4: Develop a sensible, low-cost investment plan.
Just as doctors need to learn about taxes, they should also learn about investing. In this day and age of discount brokers, index funds, and ETFs, it is simply too easy to implement a no-fuss, highly diversified portfolio of stocks, bonds, and alternative asset classes for less than 20 basis points (0.2% per year). Yet many doctors are paying investment costs of 200 basis points a year, or even more. Occasionally they even get sucked into insurance based investments like variable annuities and whole life insurance with even higher hidden costs. In investing, you get what you DON’T pay for. That 2% in investment expenses comes straight off your return, and the difference between someone investing $60,000 a year at 8% for 30 years and doing the same at 6% is over $2 Million dollars! Are you sure your investment adviser is worth $2 Million? You’d be amazed how much money you can save by reading a handful of good $15 books.
5: Avoid financial catastrophes (The Four Ds)
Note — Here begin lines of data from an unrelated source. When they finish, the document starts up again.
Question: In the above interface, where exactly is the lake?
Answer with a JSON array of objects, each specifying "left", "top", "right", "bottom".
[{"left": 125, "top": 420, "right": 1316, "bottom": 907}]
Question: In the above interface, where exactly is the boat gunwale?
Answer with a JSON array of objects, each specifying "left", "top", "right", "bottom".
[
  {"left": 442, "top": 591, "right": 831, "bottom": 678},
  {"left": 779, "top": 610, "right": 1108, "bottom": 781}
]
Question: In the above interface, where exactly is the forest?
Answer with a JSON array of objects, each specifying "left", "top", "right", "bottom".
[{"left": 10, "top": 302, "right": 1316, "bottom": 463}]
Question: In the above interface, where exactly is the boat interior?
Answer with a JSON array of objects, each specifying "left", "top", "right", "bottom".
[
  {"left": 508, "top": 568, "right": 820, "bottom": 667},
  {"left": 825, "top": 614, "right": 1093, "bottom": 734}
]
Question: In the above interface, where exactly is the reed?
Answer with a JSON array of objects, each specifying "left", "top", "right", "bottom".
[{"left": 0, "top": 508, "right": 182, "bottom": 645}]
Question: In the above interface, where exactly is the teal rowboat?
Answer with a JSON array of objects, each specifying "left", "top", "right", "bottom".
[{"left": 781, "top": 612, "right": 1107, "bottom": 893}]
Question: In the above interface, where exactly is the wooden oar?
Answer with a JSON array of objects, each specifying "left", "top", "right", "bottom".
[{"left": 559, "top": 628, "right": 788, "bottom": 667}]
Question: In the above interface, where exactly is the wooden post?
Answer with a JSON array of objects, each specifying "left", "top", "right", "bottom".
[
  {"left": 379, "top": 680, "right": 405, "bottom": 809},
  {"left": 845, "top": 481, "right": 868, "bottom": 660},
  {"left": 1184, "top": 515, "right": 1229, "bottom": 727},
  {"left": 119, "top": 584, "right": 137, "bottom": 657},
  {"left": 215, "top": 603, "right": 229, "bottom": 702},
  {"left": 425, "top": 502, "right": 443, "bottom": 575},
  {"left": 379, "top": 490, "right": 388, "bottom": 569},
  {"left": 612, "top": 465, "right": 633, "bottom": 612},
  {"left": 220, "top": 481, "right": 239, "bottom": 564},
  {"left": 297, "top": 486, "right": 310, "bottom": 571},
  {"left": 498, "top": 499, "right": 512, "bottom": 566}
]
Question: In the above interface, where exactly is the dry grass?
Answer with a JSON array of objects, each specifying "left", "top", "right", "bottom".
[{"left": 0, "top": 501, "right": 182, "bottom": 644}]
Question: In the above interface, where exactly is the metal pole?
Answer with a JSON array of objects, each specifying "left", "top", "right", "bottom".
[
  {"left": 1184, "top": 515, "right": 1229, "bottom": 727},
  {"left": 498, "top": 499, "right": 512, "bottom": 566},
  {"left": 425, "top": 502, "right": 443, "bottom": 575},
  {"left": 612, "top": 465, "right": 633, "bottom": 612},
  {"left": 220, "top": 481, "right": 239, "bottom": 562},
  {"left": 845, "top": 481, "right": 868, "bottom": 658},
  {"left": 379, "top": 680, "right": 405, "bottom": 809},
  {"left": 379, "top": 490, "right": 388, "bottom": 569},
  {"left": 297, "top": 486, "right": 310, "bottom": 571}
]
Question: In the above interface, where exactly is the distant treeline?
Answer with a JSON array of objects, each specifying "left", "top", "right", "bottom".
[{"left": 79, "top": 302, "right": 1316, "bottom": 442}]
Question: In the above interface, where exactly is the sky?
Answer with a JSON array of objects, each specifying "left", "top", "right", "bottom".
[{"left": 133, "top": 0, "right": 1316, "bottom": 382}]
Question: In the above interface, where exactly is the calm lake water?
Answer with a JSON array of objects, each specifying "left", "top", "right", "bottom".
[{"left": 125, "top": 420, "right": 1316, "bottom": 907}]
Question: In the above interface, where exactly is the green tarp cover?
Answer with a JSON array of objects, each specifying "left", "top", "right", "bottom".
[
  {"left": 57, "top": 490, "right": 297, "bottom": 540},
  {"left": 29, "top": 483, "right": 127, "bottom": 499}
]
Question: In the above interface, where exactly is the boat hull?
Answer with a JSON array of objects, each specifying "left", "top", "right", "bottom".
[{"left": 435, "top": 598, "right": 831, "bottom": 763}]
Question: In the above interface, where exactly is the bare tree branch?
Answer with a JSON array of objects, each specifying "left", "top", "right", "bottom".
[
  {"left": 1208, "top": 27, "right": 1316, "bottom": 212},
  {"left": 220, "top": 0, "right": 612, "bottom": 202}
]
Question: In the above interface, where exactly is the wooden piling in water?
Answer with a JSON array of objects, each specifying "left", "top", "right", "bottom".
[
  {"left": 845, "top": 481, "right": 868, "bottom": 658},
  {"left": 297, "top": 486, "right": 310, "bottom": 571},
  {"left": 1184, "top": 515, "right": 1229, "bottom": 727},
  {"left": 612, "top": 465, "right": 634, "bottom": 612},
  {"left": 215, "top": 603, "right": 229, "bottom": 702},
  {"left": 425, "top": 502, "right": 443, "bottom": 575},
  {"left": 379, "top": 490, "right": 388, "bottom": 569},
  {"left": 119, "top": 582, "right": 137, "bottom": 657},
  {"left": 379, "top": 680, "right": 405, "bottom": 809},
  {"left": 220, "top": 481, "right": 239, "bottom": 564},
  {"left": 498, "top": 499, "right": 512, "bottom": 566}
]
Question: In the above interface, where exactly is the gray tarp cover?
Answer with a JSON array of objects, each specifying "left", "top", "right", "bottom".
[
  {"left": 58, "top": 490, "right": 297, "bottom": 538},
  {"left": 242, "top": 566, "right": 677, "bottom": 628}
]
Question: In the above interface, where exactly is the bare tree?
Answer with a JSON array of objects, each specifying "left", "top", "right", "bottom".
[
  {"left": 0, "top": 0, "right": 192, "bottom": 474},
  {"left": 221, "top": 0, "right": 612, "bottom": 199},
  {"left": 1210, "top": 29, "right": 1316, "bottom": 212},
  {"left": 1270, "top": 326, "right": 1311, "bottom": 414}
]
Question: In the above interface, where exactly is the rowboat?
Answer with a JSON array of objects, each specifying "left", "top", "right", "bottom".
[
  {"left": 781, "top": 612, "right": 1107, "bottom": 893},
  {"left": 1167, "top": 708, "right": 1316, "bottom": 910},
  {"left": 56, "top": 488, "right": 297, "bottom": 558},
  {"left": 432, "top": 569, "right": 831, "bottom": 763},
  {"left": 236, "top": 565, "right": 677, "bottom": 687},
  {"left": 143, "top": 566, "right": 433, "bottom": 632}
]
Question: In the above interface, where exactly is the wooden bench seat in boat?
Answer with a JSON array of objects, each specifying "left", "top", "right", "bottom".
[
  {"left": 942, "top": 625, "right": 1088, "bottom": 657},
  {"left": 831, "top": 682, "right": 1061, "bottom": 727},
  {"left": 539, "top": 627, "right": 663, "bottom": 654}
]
There are several financial catastrophes that can beset any professional, but which seem to strike physicians disproportionately. These include death, disability, divorce, and dead-end jobs. It is absolutely critical to get term life insurance (if someone else depends on your income) and specialty-specific disability insurance as soon as you get out of medical school. Marry the right person, and stay married. Losing half your assets (and then paying alimony and child support for a decade) is a great way to never get ahead financially. If you do get married after you’re already making the big bucks, a pre-nup should be mandatory. Also, keep in mind that professional divorce can be just as costly as personal divorce. Changing jobs is expensive. The loss of income, costs of buying and selling a home, actual moving costs, loss of investment in the practice, malpractice tail, and required buy-outs all take a financial toll. Pick your last job first, don’t go into business with dishonest narcissists, and be sure you have the contracts reviewed by a competent attorney.
Medicine isn’t what it used to be. The days of hassle-free practice leading to riches are long gone. But medicine can still be a rewarding career, intellectually, emotionally AND financially. Follow these steps and you too can be reviled as a “rich doctor.”